The new name revealed was discovered in an article in the Times. In a gossipy column, journalist Rachel Johnson describes a conversation she had with Andrew Simms, a wonk at the New Economics Foundation, in which they discussed how the greens won the battle for public opinion:
Well, I thought that the piece Susie Watt did for Newsnight last week, questioning whether economic growth is good, was a real marker,” he said, “But I think the real conversion took place about 18 months ago . . .” He trailed off to snaffle a tranche of Cornish yarg before resuming, “when I was asked to attend a BBC seminar on climate change, and Fergal Keane was there.”
This conversation took place in January 2008, and this, together with the presence of Fergal Keane, suggest that they referred to the same climate change seminar in 2006 - even the BBC can't have that many.
Andrew Simms is head of policy at NEF and directs their climate change programme. What is rather more interesting about him is that he is a board member of Greenpeace UK and a founder member of the Green New Deal Group.
So those of us who were wondering whether the BBC's group of leading climate scientists were in fact a group of tofu-munching environmentalists are increasingly convinced that we were right.
The BBC - the public relations arm of Greenpeace.
Reader Comments (5)
They had another seminar on September 14 and 15, 2006. See here (pdf):
http://www.ibt.org.uk/all_documents/dialogue/Real%20World%20Brainstorm%20update%2030Jul08.pdf
Hah! Of course!
The idea was to help forge a strategy between "interested organisations". Those, it turned out, were almost entirely from the NGO or DFID sector, most of whom held views entirely in keeping with then government policy linked (in turn) to Bob Geldof/U2/Bono. My own organisation favoured a much more market led (as opposed to aid) approach - but surprise, surprise, the overhwelming majority there weren't interested.
I should add that I only got to attend the seminar by using old contacts - the first I knew the event was taking place was two days before. So I and my capitalist organisation only got in by gate-crashing.
My main point is that my guess is that the climate change seminar followed exactly the same lines - probably with almost the same cast of people present (ie from Oxfam, WWF, etc). It's the BBC hearing what it wants to hear via people who are government supporters and left-liberal think tanks/NGOs.
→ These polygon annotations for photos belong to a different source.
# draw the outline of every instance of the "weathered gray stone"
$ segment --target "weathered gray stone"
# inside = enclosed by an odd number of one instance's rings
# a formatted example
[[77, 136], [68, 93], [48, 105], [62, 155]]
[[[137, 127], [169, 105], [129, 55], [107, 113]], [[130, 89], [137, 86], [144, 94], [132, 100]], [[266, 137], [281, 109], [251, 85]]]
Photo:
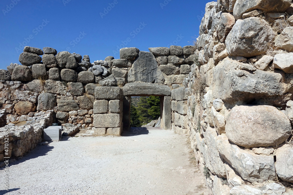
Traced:
[[74, 96], [82, 95], [84, 92], [84, 85], [81, 83], [69, 82], [67, 83], [69, 92]]
[[231, 144], [224, 134], [218, 136], [217, 148], [222, 157], [244, 180], [262, 182], [276, 177], [274, 159], [269, 156], [255, 154]]
[[108, 101], [105, 100], [96, 100], [93, 103], [94, 114], [108, 113]]
[[183, 50], [182, 47], [171, 45], [170, 46], [170, 54], [171, 56], [183, 56]]
[[58, 110], [68, 112], [79, 109], [77, 101], [72, 97], [57, 96], [57, 105]]
[[58, 95], [66, 94], [66, 84], [61, 81], [47, 80], [45, 82], [44, 89], [47, 93]]
[[78, 65], [74, 57], [68, 51], [59, 52], [56, 58], [59, 66], [62, 68], [75, 68]]
[[264, 20], [251, 17], [239, 20], [227, 36], [227, 52], [245, 57], [260, 55], [266, 51], [268, 44], [272, 43], [274, 38], [272, 28]]
[[273, 106], [240, 106], [229, 112], [226, 131], [229, 140], [238, 145], [268, 146], [281, 144], [289, 137], [291, 125], [285, 114]]
[[185, 88], [183, 87], [171, 91], [172, 100], [183, 101], [187, 100], [187, 95], [185, 93]]
[[154, 55], [151, 52], [141, 51], [128, 72], [128, 80], [129, 82], [163, 83], [165, 79]]
[[36, 105], [27, 101], [21, 101], [15, 104], [14, 109], [19, 115], [25, 115], [36, 110]]
[[281, 179], [293, 183], [293, 148], [285, 144], [277, 150], [275, 164], [277, 175]]
[[67, 112], [57, 112], [56, 113], [56, 120], [57, 123], [64, 124], [66, 123], [69, 117], [69, 114]]
[[53, 54], [44, 54], [42, 57], [43, 63], [48, 68], [58, 67], [58, 63]]
[[123, 87], [123, 94], [125, 96], [147, 95], [170, 96], [171, 90], [168, 86], [157, 84], [127, 83]]
[[176, 56], [169, 56], [168, 57], [168, 63], [170, 64], [177, 65], [184, 64], [185, 62], [183, 56], [178, 57]]
[[160, 69], [162, 73], [167, 75], [179, 75], [180, 72], [179, 67], [172, 64], [161, 65], [160, 66]]
[[183, 54], [185, 56], [189, 56], [194, 54], [196, 47], [193, 45], [187, 45], [183, 47]]
[[39, 111], [51, 110], [56, 106], [56, 98], [54, 94], [42, 93], [38, 98], [37, 110]]
[[111, 61], [112, 65], [119, 68], [131, 67], [131, 63], [127, 59], [114, 59]]
[[60, 71], [58, 68], [52, 68], [49, 69], [49, 79], [60, 80]]
[[112, 74], [115, 78], [125, 78], [127, 77], [127, 70], [121, 68], [112, 68]]
[[54, 56], [57, 54], [56, 50], [51, 47], [44, 47], [43, 48], [43, 51], [45, 54], [52, 54]]
[[285, 92], [280, 74], [260, 70], [252, 74], [236, 70], [243, 65], [243, 63], [226, 58], [216, 66], [212, 85], [214, 98], [225, 101], [249, 101], [276, 97]]
[[117, 80], [113, 75], [103, 79], [99, 82], [99, 84], [101, 86], [116, 87], [117, 86]]
[[233, 10], [233, 15], [236, 20], [242, 17], [244, 13], [254, 10], [266, 12], [282, 13], [291, 5], [290, 0], [243, 0], [236, 1]]
[[45, 65], [41, 64], [33, 64], [32, 67], [32, 75], [35, 79], [46, 79], [47, 76]]
[[44, 54], [44, 53], [42, 49], [35, 47], [32, 47], [26, 46], [23, 49], [23, 52], [27, 52], [29, 53], [35, 54], [39, 56], [41, 56]]
[[62, 69], [60, 72], [60, 75], [61, 79], [66, 82], [75, 82], [77, 81], [76, 72], [71, 69]]
[[285, 187], [275, 183], [261, 184], [256, 186], [243, 185], [234, 187], [230, 195], [272, 194], [284, 195]]
[[41, 92], [44, 90], [44, 83], [38, 79], [33, 80], [26, 84], [28, 90], [31, 92]]
[[8, 70], [3, 69], [0, 70], [0, 80], [11, 81], [11, 75]]
[[109, 101], [109, 111], [111, 113], [120, 113], [121, 111], [121, 102], [119, 99]]
[[293, 27], [285, 28], [275, 40], [275, 46], [279, 49], [293, 51]]
[[20, 65], [15, 68], [11, 75], [11, 80], [13, 81], [30, 81], [32, 79], [30, 70], [25, 66]]
[[133, 60], [138, 55], [139, 50], [135, 47], [125, 47], [120, 49], [120, 58]]
[[24, 52], [19, 55], [18, 60], [23, 65], [29, 66], [40, 62], [42, 58], [35, 54]]
[[156, 56], [170, 55], [170, 49], [168, 47], [151, 47], [149, 48], [149, 50]]
[[277, 54], [274, 57], [273, 65], [286, 73], [293, 73], [293, 53]]
[[94, 73], [89, 71], [81, 72], [78, 73], [77, 77], [78, 81], [85, 85], [88, 83], [92, 83], [95, 81]]
[[93, 108], [95, 97], [90, 95], [87, 95], [77, 97], [77, 100], [81, 109], [90, 110]]
[[180, 74], [187, 75], [190, 72], [190, 66], [188, 64], [183, 64], [180, 66]]
[[119, 114], [94, 114], [93, 126], [96, 127], [117, 127], [121, 125], [120, 115]]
This part of th BBC was run by Michael Hastings, their head of "corporate social responsibility", now Baron Hastings of Scarisbrick (http://en.wikipedia.org/wiki/Michael_Hastings,_Baron_Hastings_of_Scarisbrick). He has since moved on but he set the tone and tenor for this part of the BBC's operations. Michael now sits as a cross bencher in the House of Lords, but all his sympathies lie in the green/NGO arena and he is firmly in the NuLabour inner circle (I know him reasionably well, having once employed him).